Board member Dean B. Lewis echoed Bermello. “I think you have a good, interesting project in the abstract,” he said. “But I don’t think you have completed your submittal in order to fairly evaluate it.”

Last week, Magellan Executive Vice President Brian Gordon told The Real Deal that the company is partnering with local landowner Alex Vadia to build the two 32-story towers on the lots at 3001 and 3101 Northeast First Avenue, which in recent years have served as the home to several satellite art fairs during Art Basel.

According to the developer’s applications, Midtown Six would consist of 447 apartments and 39,718 square feet of retail space, while Midtown 7 would have 391 units.
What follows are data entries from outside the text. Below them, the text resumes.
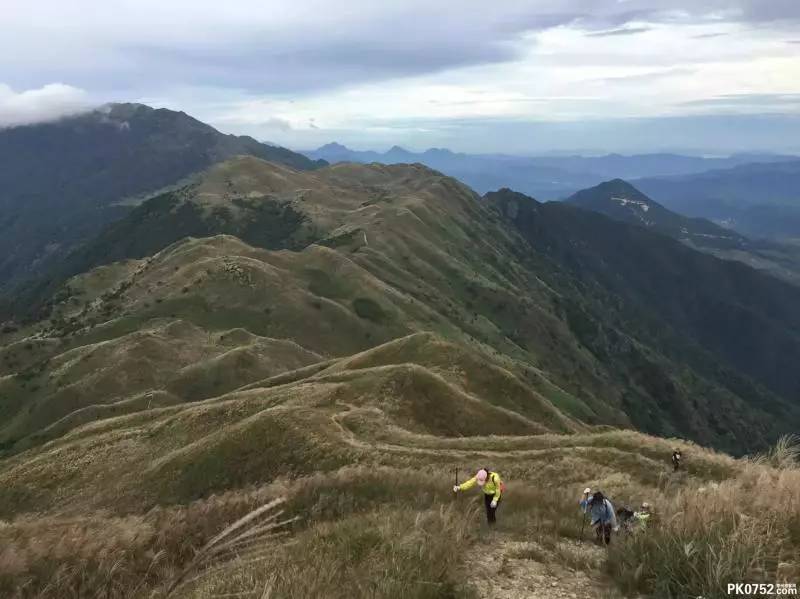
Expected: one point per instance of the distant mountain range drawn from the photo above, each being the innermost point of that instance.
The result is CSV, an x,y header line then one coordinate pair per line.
x,y
611,322
61,182
543,177
623,202
759,200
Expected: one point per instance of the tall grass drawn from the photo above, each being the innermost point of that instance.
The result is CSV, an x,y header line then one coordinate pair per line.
x,y
374,532
746,529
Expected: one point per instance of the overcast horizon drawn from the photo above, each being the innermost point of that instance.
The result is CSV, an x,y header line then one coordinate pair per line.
x,y
627,76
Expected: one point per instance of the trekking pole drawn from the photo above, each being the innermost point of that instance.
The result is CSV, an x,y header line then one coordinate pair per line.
x,y
583,525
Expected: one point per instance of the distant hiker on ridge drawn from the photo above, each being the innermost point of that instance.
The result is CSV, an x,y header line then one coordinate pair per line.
x,y
492,486
601,514
676,460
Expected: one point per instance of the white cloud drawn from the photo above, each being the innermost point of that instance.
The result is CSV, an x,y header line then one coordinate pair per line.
x,y
48,103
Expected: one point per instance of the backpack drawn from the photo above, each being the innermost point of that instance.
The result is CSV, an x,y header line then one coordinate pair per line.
x,y
502,484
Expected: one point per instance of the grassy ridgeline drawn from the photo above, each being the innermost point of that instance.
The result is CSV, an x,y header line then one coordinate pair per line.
x,y
391,532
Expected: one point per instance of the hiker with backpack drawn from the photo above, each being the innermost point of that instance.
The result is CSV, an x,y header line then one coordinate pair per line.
x,y
676,460
634,521
642,516
601,514
492,486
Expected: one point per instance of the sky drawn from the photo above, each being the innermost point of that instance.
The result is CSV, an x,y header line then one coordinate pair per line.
x,y
513,76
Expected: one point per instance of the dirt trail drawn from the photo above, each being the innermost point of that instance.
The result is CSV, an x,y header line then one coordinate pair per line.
x,y
502,568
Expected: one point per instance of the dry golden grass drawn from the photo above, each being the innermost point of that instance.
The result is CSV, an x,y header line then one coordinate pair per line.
x,y
744,529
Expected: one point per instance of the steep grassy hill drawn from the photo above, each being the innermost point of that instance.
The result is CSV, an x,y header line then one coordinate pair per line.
x,y
353,256
352,339
61,182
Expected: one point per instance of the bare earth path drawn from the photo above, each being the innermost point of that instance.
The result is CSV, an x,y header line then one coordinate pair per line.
x,y
503,568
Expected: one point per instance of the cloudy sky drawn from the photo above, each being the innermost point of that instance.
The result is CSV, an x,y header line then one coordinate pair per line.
x,y
518,76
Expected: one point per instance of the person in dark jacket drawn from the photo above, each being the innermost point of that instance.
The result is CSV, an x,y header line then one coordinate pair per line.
x,y
601,513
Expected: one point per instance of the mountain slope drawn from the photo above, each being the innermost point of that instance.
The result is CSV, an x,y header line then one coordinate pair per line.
x,y
81,171
621,201
544,177
373,253
719,318
760,200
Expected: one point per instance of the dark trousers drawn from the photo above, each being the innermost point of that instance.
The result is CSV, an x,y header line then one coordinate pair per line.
x,y
603,532
490,511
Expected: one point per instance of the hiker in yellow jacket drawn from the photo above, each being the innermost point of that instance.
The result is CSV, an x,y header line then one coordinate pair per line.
x,y
492,486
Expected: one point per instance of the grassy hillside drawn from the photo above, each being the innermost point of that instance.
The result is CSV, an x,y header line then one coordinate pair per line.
x,y
352,256
85,171
350,340
364,453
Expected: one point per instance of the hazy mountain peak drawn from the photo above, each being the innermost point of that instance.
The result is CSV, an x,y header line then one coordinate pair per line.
x,y
334,145
621,201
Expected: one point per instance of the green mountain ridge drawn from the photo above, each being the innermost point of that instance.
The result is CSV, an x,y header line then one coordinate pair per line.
x,y
351,256
86,171
328,350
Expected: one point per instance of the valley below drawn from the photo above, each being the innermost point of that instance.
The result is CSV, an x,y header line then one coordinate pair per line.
x,y
352,339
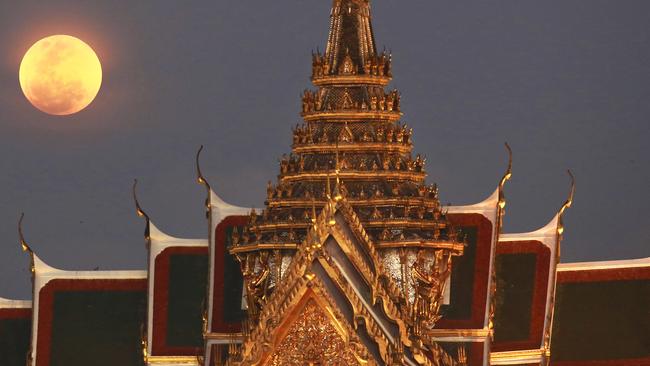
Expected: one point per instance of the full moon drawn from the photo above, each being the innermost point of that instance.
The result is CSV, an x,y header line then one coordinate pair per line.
x,y
60,75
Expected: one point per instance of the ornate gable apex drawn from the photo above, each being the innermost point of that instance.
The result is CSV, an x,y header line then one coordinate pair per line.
x,y
338,259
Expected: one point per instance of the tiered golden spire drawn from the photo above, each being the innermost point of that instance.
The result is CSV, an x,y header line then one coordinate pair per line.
x,y
352,134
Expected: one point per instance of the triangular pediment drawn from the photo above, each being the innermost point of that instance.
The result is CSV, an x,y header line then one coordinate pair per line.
x,y
336,275
315,333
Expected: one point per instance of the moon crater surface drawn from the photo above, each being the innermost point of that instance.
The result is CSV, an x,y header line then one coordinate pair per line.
x,y
60,75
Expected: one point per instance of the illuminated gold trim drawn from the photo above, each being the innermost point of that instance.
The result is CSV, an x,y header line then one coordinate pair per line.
x,y
263,246
346,116
511,357
371,201
458,333
361,175
353,147
406,223
457,248
235,337
351,79
177,360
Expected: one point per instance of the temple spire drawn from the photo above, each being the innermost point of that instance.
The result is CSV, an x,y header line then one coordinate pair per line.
x,y
350,37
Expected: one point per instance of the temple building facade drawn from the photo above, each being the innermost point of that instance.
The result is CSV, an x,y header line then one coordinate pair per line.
x,y
351,260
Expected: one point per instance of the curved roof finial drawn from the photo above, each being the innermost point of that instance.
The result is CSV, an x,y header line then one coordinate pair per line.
x,y
508,173
140,212
23,243
567,203
204,182
199,174
506,177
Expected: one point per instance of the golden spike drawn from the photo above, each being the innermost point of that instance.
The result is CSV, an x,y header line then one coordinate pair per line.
x,y
199,174
567,204
24,245
505,178
328,187
140,212
314,218
204,182
337,188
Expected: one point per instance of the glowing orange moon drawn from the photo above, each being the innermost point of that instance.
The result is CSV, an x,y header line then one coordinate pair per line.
x,y
60,75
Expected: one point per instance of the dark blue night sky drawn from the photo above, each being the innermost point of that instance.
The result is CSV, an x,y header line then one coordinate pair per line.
x,y
566,83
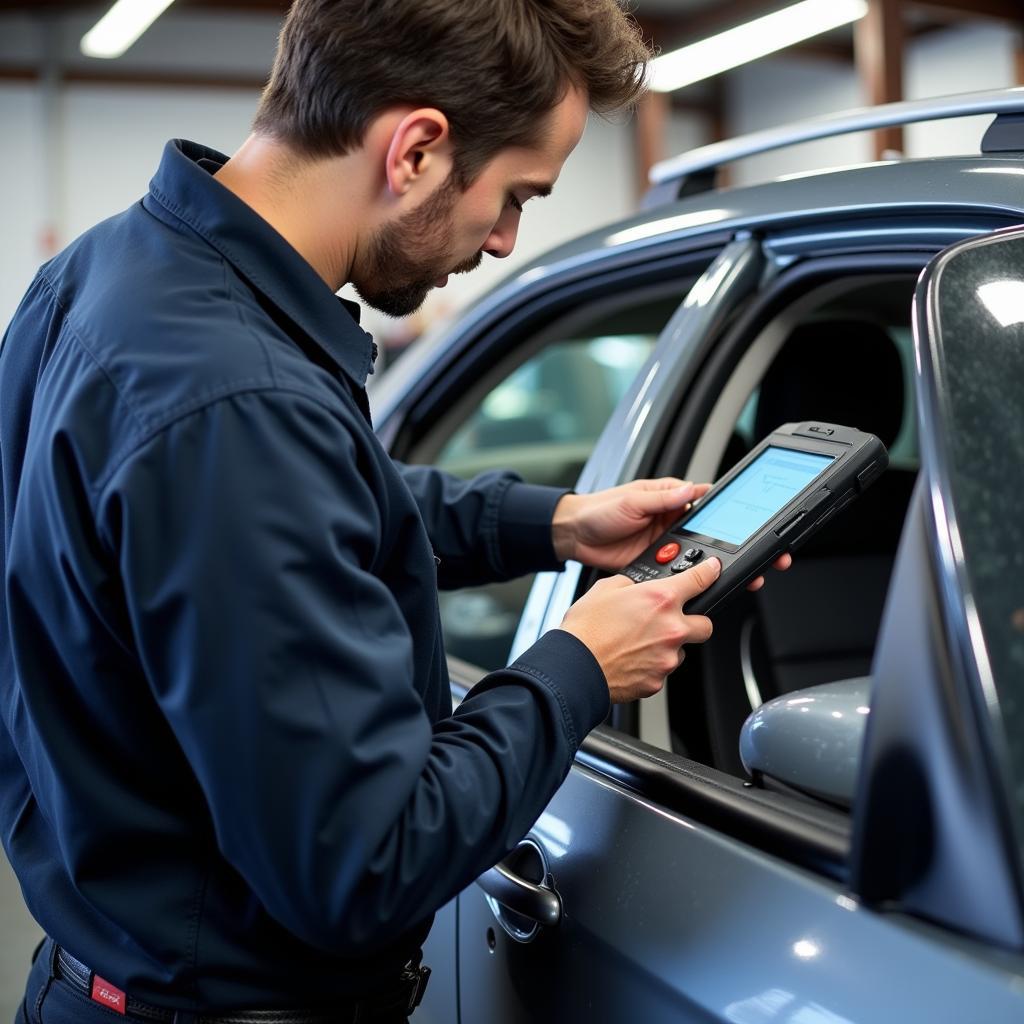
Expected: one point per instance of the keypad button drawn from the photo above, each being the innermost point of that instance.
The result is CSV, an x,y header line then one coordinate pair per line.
x,y
666,553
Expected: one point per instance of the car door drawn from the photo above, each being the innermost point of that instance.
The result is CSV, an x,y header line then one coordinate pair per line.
x,y
528,386
656,889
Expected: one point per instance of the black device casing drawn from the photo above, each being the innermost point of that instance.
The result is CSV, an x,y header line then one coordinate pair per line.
x,y
859,460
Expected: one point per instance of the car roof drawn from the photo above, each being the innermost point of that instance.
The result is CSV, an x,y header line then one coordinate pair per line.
x,y
980,184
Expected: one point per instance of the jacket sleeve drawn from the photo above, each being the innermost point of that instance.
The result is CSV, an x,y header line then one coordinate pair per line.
x,y
487,529
246,535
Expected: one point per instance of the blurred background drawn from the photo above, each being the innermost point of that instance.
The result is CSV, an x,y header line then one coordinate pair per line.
x,y
81,136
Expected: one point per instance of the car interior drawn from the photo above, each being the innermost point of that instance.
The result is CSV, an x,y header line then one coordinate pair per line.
x,y
842,353
841,350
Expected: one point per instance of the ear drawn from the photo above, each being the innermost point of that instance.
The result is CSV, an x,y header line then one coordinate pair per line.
x,y
420,152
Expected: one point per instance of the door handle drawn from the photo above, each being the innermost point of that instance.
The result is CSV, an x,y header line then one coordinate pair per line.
x,y
537,902
521,894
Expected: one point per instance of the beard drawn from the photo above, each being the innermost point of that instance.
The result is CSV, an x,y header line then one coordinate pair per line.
x,y
404,260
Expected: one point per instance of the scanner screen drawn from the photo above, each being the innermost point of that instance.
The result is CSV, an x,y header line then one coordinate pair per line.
x,y
774,478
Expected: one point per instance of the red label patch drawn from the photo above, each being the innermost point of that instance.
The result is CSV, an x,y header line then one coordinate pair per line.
x,y
108,995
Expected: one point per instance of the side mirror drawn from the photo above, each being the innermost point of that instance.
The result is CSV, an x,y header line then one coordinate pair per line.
x,y
809,740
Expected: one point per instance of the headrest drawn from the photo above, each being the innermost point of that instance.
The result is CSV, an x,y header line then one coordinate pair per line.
x,y
846,372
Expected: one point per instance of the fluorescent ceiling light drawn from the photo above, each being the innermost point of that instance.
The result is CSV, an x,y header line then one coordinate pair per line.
x,y
121,26
748,42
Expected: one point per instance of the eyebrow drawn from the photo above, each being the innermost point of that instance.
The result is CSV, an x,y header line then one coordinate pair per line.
x,y
539,188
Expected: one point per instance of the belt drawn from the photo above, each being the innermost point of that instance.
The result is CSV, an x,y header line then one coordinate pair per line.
x,y
400,1000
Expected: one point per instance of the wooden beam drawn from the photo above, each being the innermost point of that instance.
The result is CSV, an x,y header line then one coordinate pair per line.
x,y
651,130
879,42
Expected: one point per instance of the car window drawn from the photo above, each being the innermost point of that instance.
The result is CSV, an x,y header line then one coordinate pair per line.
x,y
978,351
804,630
541,416
544,419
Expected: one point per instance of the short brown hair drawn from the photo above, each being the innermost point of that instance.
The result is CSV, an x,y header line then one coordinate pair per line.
x,y
495,68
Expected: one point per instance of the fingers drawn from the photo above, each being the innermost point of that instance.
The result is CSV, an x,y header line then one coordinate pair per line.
x,y
695,581
616,582
668,495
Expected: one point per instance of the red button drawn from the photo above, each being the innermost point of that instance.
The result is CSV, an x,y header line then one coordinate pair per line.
x,y
667,553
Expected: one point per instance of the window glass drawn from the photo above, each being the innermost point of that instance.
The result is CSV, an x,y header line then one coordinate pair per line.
x,y
979,361
542,420
801,632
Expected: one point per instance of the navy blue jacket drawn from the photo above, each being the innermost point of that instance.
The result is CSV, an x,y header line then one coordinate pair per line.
x,y
229,771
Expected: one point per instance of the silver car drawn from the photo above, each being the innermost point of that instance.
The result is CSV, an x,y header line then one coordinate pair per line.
x,y
820,820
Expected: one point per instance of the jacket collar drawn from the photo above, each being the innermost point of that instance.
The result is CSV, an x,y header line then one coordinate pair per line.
x,y
184,187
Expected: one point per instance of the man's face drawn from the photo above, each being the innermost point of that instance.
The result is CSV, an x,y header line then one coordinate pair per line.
x,y
451,230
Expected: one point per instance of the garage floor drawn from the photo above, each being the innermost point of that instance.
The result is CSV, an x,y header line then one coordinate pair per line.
x,y
18,935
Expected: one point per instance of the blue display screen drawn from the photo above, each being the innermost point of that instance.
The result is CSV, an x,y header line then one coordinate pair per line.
x,y
773,479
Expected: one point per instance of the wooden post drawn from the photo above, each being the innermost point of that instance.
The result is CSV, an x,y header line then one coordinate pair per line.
x,y
879,40
651,128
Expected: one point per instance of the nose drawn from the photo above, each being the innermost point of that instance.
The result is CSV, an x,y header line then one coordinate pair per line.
x,y
501,241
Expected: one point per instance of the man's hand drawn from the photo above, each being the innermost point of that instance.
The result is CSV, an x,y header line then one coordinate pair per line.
x,y
637,631
609,528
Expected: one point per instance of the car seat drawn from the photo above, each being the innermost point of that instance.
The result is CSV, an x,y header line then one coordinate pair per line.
x,y
818,622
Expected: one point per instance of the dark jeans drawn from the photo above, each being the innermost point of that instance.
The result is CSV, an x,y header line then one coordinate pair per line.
x,y
50,1000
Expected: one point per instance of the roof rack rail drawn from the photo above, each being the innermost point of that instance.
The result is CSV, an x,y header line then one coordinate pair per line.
x,y
694,171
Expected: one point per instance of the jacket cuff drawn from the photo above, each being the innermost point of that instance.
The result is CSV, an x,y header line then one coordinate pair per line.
x,y
524,521
566,667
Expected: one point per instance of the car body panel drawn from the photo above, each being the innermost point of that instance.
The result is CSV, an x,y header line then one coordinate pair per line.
x,y
669,915
665,920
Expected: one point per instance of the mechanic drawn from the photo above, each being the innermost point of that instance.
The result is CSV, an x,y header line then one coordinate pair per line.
x,y
231,783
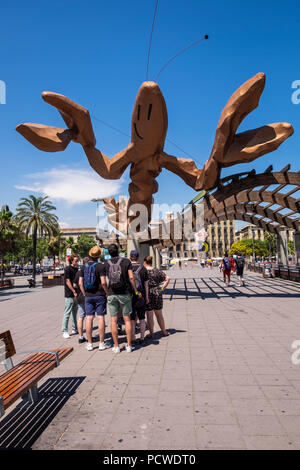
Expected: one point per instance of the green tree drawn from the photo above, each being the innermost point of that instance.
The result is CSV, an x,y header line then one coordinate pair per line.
x,y
84,243
8,235
57,245
35,217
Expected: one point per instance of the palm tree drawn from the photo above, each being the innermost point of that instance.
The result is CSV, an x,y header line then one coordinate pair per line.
x,y
34,216
8,232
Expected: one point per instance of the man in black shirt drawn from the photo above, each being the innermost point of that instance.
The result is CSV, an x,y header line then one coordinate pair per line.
x,y
139,301
92,283
121,283
70,297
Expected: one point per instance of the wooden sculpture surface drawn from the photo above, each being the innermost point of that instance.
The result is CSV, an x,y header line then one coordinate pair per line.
x,y
145,153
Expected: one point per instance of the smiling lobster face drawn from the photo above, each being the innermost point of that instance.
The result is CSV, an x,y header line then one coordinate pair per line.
x,y
149,119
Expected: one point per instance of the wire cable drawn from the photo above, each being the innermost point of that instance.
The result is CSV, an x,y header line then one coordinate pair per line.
x,y
179,53
150,42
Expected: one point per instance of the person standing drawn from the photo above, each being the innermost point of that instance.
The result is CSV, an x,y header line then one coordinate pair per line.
x,y
81,304
240,263
139,301
70,297
156,278
121,283
92,283
226,269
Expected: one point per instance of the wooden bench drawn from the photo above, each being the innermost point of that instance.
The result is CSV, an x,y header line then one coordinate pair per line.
x,y
21,380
Magellan is also close to finishing Midtown 5. The company needs city approval for a major use special plan, which is why it went before the Urban Design Review Board.

Despite a presentation by project architect Grace Ames that the towers would have elements that would serve as a transition from Wynwood to Midtown, board members were skeptical about the plans.

“You had the opportunity to see how Midtown is working with the retail and the restaurants and the people coming in and out, yet I am not seeing that [in the design],” Hall said. “We would like you to provide renderings that clearly articulate what it’s all going to look like.”